According to an account in the Ordnance Survey Name Book of 1860, “these stones are believed to mark the graves or commemorate the death of Roman soldiers who fell in a battle fought here between the Romans and the Caledonians.”

References:

  1. Burl, Aubrey, From Carnac to Callanish, Yale University Press 1993.
  2. Cole, Fred, “Report on Stone Circles in Perthshire, Principally Strathearn,” in Proceedings of the Society of Antiquaries, Scotland, volume 45, 1911.
  3. Finlayson, Andrew, The Stones of Strathearn, One Tree Island: Comrie 2010.
  4. Hunter, John, Chronicles of Strathearn, David Phillips: Crieff 1896.
  5. Thom, A., Thom, A.S. & Burl, Aubrey, Stone Rows and Standing Stones – 2 volumes, BAR: Oxford 1990.

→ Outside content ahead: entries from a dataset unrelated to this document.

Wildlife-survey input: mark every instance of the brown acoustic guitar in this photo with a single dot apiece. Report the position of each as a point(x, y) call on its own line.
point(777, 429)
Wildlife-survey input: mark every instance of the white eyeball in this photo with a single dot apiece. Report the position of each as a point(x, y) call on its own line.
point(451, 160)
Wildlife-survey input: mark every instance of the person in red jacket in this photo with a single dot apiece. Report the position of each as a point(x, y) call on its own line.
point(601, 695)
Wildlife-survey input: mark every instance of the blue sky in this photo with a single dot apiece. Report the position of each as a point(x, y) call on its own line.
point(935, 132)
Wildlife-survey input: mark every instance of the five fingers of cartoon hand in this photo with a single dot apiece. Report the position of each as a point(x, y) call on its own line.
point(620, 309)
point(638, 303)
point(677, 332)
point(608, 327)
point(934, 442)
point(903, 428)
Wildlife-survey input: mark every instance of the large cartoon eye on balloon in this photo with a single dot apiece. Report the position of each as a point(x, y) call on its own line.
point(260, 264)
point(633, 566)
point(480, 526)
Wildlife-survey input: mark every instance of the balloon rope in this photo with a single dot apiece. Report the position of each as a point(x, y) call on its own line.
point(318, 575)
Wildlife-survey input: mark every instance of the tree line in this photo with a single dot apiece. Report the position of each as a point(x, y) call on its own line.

© Paul Bennett, The Northern Antiquarian


Dunruchan ‘C’ Standing Stone, Muthill, Perthshire

Standing Stone: OS Grid Reference – NN 79108 17137

Also Known as:

  1. Aodann Mhor
  2. Canmore ID 24790
  3. Cornoch
  4. Shillinghill
Dunruchan ‘C’, looking N

Getting Here

Follow the directions to get to the Dunruchan B standing stone, on the slopes south of Craigneich. Once there, on the hillside further above you, you’ll see a large upright stone on the moor about 300 yards to the south, standing just below the rise of a small hillock. That’s it!

Archaeology & History

Fred Coles’ 1911 drawing

The second biggest of the Dunruchan monoliths is what Fred Coles (1911) described as “the Middle Stone,” or Dunruchan C. Standing just below the rise of a large natural mound of earth, obstructing any immediate view of the western hills, it too has a long upright shape with a pointed end to the stone, leaning at a considerable angle. The massive stone of Dunruchan A is clearly visible on the grassy cairn-scattered plain 543 yards to the east and the smaller Dunruchan B to the north on the slopes below. Dunruchan C was deemed as one of the central stones in this unlikely megalithic stone row by both Aubrey Burl (1993) and Alexander Thom (1990). Mr Coles’ description of the site told:

“This huge block…rugged and irregular…makes, from the extraordinary angle at which it leans over southwards, a surprisingly picturesque object amid the heather and the various small boulders that lie scattered about in its vicinity. Of oblong basal section, the Stone tapers sharply up to a small narrow edge, which is at present 9 feet 4 inches in vertical height above the grassy ledge surrounding the base. In girth it measures over 17 feet, and the slope of its upper surface is over 12 feet in length. Intervening undulations in the moorland prevent one seeing the two Stones which stand farther down south-wards. The main axis of its base is N. 18° W. by S. 18° E. ”

Dunruchan C, looking east
The leaning pillar of Dunruchan C

Once you walk onto the mound above this stone, the landscape opens up all round you. The southernmost monoliths of the Dunruchan complex awake to the south; what seems to have been another significant boulder sits low down a few hundred yards to the west; the faint outline of a large man-made enclosure of some sort is another 100 yards west of that; and the rocky mountains west and north of here captures you with a relaxing exultation, typical of the Scottish hills.  This arena is an absolute must for all megalith fanatics!

Folklore

According to an account in the Ordnance Survey Name Book of 1860, “these stones are believed to mark the graves or commemorate the death of Roman soldiers who fell in a battle fought here between the Romans and the Caledonians.”

References:

  1. Burl, Aubrey, From Carnac to Callanish, Yale University Press 1993.
  2. Cole, Fred, “Report on Stone Circles in Perthshire, Principally Strathearn,” in Proceedings of the Society of Antiquaries, Scotland, volume 45, 1911.
  3. Finlayson, Andrew, The Stones of Strathearn, One Tree Island: Comrie 2010.
  4. Hunter, John, Chronicles of Strathearn, David Phillips: Crieff 1896.
  5. Thom, A., Thom, A.S. & Burl, Aubrey, Stone Rows and Standing Stones – 2 volumes, BAR: Oxford 1990.